She worked for Stafford's Heart Productions for playwright Frank Bramwell for four years as a director and script-editor. She has a B.A in Literature from the Open University, and a Masters Degree in Shakespeare and Theatre from the University of Birmingham's Shakespeare Institute in Stratford-Upon-Avon.
The Shakespearean allusion to Taming of the Shrew in the 'Untamed' of the Shrew Productions is intended to signify the inherently female perspective she brings to the work, but also fundamentally the revolutionary role theatre and new work should play, similar to the contentious attitude Shakespeare and some of his contemporaries displayed in the creation of their work when language and literacy were becoming more widely available than ever before.
"Words were not to be held aloft above the heads of most, and although can appear extravagant now were vital and crucial in the communication of ideas in social arenas, and in 'holding up the mirror' and painting life through words on the stage. They always should be. We should never laugh or applaud and allow something we haven't understood or felt privy to, just because to confess otherwise might mean we don't appear as intellectually astute as our audibly appreciative neighbours. Theatre should always wound us and leave us winded emotionally. We should never feel polite in the theatre".
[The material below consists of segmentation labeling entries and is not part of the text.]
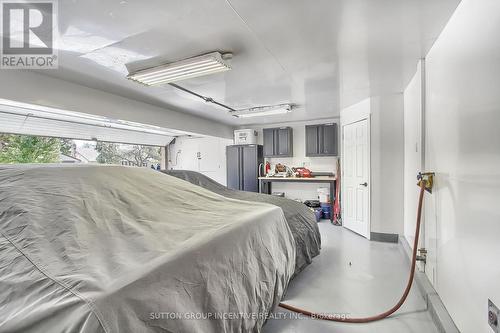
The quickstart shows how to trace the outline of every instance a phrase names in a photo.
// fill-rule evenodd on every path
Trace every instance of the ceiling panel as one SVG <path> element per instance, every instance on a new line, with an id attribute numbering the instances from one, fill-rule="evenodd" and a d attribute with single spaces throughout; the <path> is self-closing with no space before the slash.
<path id="1" fill-rule="evenodd" d="M 43 74 L 219 122 L 337 116 L 403 91 L 459 0 L 151 0 L 59 2 L 58 70 Z M 128 69 L 219 50 L 233 70 L 178 82 L 233 108 L 295 103 L 291 114 L 236 119 Z"/>

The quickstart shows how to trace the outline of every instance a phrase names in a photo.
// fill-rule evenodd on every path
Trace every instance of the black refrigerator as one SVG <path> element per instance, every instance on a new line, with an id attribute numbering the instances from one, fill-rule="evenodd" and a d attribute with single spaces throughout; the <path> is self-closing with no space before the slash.
<path id="1" fill-rule="evenodd" d="M 259 192 L 259 165 L 264 162 L 261 145 L 234 145 L 226 147 L 227 187 L 248 192 Z"/>

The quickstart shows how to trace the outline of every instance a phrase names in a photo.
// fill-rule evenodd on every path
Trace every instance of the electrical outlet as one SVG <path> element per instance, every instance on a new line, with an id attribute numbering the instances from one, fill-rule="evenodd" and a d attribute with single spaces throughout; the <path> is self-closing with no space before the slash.
<path id="1" fill-rule="evenodd" d="M 493 304 L 493 302 L 488 300 L 488 323 L 491 326 L 491 329 L 495 333 L 499 333 L 498 320 L 500 319 L 500 311 L 497 306 Z"/>

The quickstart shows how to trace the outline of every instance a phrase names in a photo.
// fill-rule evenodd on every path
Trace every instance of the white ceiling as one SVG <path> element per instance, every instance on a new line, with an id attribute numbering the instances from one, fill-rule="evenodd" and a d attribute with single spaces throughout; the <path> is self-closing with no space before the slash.
<path id="1" fill-rule="evenodd" d="M 59 1 L 59 69 L 43 74 L 231 125 L 337 116 L 403 91 L 459 0 Z M 236 119 L 168 85 L 128 81 L 127 66 L 233 52 L 233 70 L 178 84 L 234 108 L 295 103 Z"/>

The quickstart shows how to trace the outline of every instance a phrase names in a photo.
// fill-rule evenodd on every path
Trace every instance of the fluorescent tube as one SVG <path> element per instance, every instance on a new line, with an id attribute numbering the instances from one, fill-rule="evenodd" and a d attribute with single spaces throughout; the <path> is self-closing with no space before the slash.
<path id="1" fill-rule="evenodd" d="M 231 54 L 225 54 L 227 58 Z M 176 61 L 129 74 L 128 79 L 148 86 L 185 80 L 202 75 L 228 71 L 231 66 L 223 59 L 220 52 Z"/>
<path id="2" fill-rule="evenodd" d="M 291 104 L 280 104 L 274 106 L 261 106 L 261 107 L 237 110 L 230 112 L 230 114 L 238 118 L 251 118 L 251 117 L 271 116 L 276 114 L 285 114 L 291 111 L 292 111 Z"/>

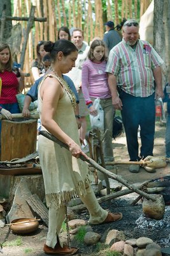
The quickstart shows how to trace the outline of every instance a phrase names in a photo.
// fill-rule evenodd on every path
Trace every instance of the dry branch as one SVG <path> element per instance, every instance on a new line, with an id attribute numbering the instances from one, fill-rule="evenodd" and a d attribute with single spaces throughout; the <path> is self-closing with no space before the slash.
<path id="1" fill-rule="evenodd" d="M 45 137 L 47 138 L 48 140 L 52 140 L 53 141 L 59 144 L 61 147 L 63 147 L 64 148 L 69 150 L 67 145 L 64 144 L 63 142 L 60 141 L 59 140 L 58 140 L 57 138 L 55 138 L 54 136 L 50 134 L 49 132 L 48 132 L 45 131 L 40 131 L 39 134 L 44 136 Z M 128 181 L 124 180 L 121 176 L 117 175 L 115 173 L 112 173 L 111 172 L 108 171 L 106 169 L 104 169 L 103 167 L 102 167 L 99 164 L 98 164 L 95 161 L 91 159 L 90 157 L 89 157 L 88 159 L 86 159 L 83 156 L 80 155 L 80 158 L 82 161 L 86 161 L 86 162 L 90 163 L 94 168 L 97 169 L 99 171 L 103 173 L 106 174 L 108 176 L 108 177 L 118 181 L 119 182 L 120 182 L 122 184 L 124 184 L 124 186 L 125 186 L 127 188 L 129 188 L 129 189 L 131 189 L 134 192 L 136 192 L 138 194 L 142 195 L 143 197 L 145 197 L 146 199 L 151 200 L 153 202 L 155 202 L 157 200 L 157 198 L 155 198 L 155 196 L 151 195 L 148 195 L 147 193 L 146 193 L 143 191 L 141 191 L 141 190 L 139 190 L 138 188 L 137 188 L 134 185 L 130 184 L 128 182 Z"/>

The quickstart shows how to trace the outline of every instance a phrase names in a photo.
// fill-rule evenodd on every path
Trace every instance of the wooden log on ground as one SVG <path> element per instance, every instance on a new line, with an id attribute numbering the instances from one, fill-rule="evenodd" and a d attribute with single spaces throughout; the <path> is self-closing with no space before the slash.
<path id="1" fill-rule="evenodd" d="M 34 152 L 36 136 L 37 120 L 3 120 L 1 161 L 21 158 Z"/>
<path id="2" fill-rule="evenodd" d="M 148 184 L 148 181 L 146 181 L 139 185 L 136 186 L 137 188 L 139 189 L 142 189 L 145 186 L 146 186 Z M 100 198 L 97 198 L 97 201 L 99 204 L 104 203 L 104 202 L 110 200 L 111 199 L 115 199 L 117 198 L 117 197 L 122 196 L 125 195 L 131 194 L 132 193 L 134 193 L 131 189 L 124 189 L 122 190 L 121 191 L 118 191 L 115 192 L 110 195 L 107 195 L 106 196 L 102 196 Z M 84 204 L 80 204 L 76 206 L 73 206 L 71 207 L 71 210 L 75 212 L 79 213 L 81 212 L 82 211 L 87 210 L 87 207 Z"/>
<path id="3" fill-rule="evenodd" d="M 46 227 L 48 227 L 48 211 L 36 194 L 29 196 L 26 202 L 31 208 L 43 220 Z"/>
<path id="4" fill-rule="evenodd" d="M 51 134 L 48 132 L 46 132 L 45 131 L 40 131 L 39 134 L 44 136 L 48 140 L 50 140 L 58 143 L 61 147 L 63 147 L 64 148 L 65 148 L 69 150 L 69 147 L 66 144 L 60 141 L 59 139 L 57 139 L 56 137 L 55 137 L 53 135 Z M 122 176 L 116 175 L 115 173 L 112 173 L 111 172 L 108 171 L 106 169 L 104 169 L 103 167 L 101 166 L 99 164 L 97 164 L 97 163 L 96 163 L 95 161 L 92 160 L 90 157 L 87 159 L 83 155 L 80 155 L 80 158 L 82 161 L 86 161 L 86 162 L 90 163 L 94 168 L 97 169 L 99 172 L 101 172 L 103 173 L 106 174 L 108 176 L 108 177 L 110 177 L 111 179 L 113 179 L 114 180 L 116 180 L 118 181 L 119 182 L 122 183 L 122 184 L 125 186 L 127 188 L 129 188 L 130 189 L 132 189 L 134 192 L 136 192 L 138 194 L 141 195 L 142 196 L 145 197 L 146 199 L 150 200 L 152 202 L 157 201 L 157 198 L 154 195 L 148 195 L 146 193 L 145 193 L 145 192 L 139 190 L 135 186 L 130 184 L 128 182 L 128 181 L 124 179 Z"/>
Increasingly working in collaboration with theatrical, visual and musical artists, the focus is always on personal, emotional stories that are crafted to reflect the wider sphere of a more epic context. Using a mix of fact and fiction to explore the minutiae of the human condition, the spirit of Untamed Shrew is increasingly concerned with the creation of passionate and exploratory new work, investigating performative possibilities and in terms of writing, incorporating the idiosyncrasies of the resident writer, inspired by the distinctive attributes and visions of her collaborators, to maintain a distinctly and resolutely 'froward' ethos.